A summary of the Latest Euribor and Spanish mortgage news
Euribor (12 months), the interest rate normally used to calculate mortgage repayments in Spain, finished October at 1.495%, compared to 1.42% in September, a jump of 5.3pc in a month.
On an annualised basis, Euribor was 20.3pc higher than October last year. As you can see from the chart above, it just keeps going up. That spells higher monthly payments for mortgage borrowers in Spain.
As a result of the latest increase, repayments for a typical mortgage (121,000 Euros, 26 years, Euribor +0.8) will go up by 15 Euros /month, or 180 Euros / year.
Where will interest rates go in the near-term? My guess is further up as we mutate into the next stage of the credit crisis, with out-of-control fiscal deficits and sovereign defaults on the cards. If I’m right, that means more downward pressure on average house prices (but not necessarily on prime property prices).
New Mortgage Lending
New residential mortgage lending fell again in August, by an annualised 3.4pc, following on from an annualised fall of 6.8pc in July. In other words, fewer people are taking out mortgages than last year, which inevitably depresses demand for property.
This is the fourth month in a row that new mortgage lending has fallen.
How that squares with the recent news that the Spanish property market grew by XX in August I don’t know. Very few people in Spain can afford to buy without a mortgage.
The average residential loan value in August was 121,381 Euros, up 8.5pc on last year but down 0.7pc compared to July. That means banks are lending more to fewer people, which might encourage a 2-tier property market with prime and sub-prime segments going in different directions.
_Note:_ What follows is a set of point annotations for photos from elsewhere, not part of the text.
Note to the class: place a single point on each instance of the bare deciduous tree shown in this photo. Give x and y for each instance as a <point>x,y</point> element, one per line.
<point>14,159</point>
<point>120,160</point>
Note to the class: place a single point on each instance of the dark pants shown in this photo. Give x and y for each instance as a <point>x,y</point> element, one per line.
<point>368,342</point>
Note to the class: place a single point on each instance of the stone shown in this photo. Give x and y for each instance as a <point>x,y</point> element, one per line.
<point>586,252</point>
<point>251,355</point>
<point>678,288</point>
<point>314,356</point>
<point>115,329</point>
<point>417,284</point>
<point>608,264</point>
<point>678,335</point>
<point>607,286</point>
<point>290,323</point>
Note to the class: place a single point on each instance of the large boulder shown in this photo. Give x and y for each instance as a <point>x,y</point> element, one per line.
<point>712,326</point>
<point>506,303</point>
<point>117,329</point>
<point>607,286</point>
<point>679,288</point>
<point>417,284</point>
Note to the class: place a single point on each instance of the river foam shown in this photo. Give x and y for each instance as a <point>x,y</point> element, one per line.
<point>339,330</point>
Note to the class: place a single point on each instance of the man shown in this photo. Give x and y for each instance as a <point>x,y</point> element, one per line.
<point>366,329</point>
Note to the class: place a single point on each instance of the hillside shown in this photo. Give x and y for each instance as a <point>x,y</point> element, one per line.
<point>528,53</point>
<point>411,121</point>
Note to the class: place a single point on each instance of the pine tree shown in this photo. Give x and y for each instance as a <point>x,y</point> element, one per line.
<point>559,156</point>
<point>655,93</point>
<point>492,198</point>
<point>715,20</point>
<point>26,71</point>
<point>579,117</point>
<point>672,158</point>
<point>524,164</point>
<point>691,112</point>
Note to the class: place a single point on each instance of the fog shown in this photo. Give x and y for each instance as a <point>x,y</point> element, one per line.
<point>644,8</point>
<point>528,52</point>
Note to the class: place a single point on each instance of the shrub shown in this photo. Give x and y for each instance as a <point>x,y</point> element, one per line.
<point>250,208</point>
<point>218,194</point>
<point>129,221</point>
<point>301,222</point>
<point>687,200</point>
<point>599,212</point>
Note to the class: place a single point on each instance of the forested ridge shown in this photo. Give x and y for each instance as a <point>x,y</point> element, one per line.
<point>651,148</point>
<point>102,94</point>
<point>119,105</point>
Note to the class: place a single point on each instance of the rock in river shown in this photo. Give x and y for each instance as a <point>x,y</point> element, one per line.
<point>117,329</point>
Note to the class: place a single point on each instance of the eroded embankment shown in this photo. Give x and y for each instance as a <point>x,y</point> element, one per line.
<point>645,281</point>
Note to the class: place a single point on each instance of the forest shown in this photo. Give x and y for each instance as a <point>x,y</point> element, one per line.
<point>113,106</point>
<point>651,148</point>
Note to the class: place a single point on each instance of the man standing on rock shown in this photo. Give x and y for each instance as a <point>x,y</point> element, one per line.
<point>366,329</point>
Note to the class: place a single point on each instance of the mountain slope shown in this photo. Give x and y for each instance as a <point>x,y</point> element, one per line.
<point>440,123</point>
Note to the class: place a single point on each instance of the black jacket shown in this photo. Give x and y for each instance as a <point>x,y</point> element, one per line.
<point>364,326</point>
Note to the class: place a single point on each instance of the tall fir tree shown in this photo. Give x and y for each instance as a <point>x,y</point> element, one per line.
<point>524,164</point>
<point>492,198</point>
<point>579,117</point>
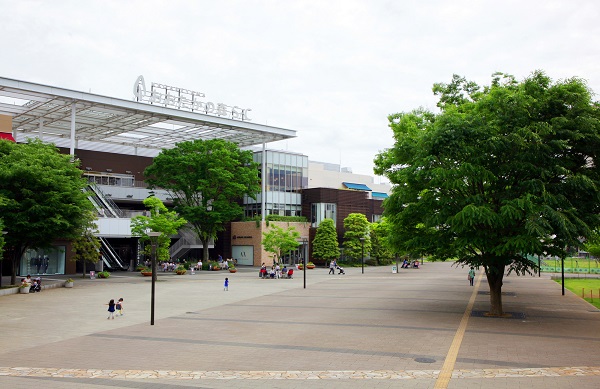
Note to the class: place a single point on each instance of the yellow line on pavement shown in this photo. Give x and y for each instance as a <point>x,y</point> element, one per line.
<point>446,373</point>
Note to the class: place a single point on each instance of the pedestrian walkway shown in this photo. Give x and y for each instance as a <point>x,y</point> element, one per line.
<point>422,328</point>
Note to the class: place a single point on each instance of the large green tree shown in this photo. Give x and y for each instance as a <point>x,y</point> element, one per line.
<point>325,244</point>
<point>356,227</point>
<point>160,220</point>
<point>44,198</point>
<point>279,242</point>
<point>207,180</point>
<point>500,172</point>
<point>381,250</point>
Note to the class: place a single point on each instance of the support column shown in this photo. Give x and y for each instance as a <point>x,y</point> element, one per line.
<point>41,130</point>
<point>263,194</point>
<point>72,150</point>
Overall new residential mortgage lending was 6.096 billion Euros, down 10pc on July by up 5pc on last year.
The average new mortgage interest rate in August was 3.69pc, down 2.2pc on July and 14.2pc on last year. That makes sense if banks are lending more to fewer people with better credit scores.
Other Mortgage News – Judge Sides With Borrowers
There has been a bit of a hue-and-cry in Spain over a recent decision by a judge in Seville that mortgage interest rate ‘floors’ are abusive clauses and therefore illegal.
A floor is a clause that allows lenders to set a lower limit for the interest rates that comes into force if Euribor falls below that limit. It protects lenders from ultra-low Euribor rates, in the same way that ‘ceiling’ clauses protect borrowers from ultra-high rates.
The judge said that ceilings tend to be unrealistic, often in the 10pc to 15pc range, whilst floors are much easier to trigger, often in the 2.75pc to 3.25pc range. Euribor has been below this range since 2009. These clauses work disproportionately in favour of lenders, argued the judge.
The ruling came from a lower court in Andalucia, and banks in the case like BBVA plan to appeal. A final decision could take years to emerge.
But at least it gives borrowers who have discovered floors in the small print a glimmer of hope.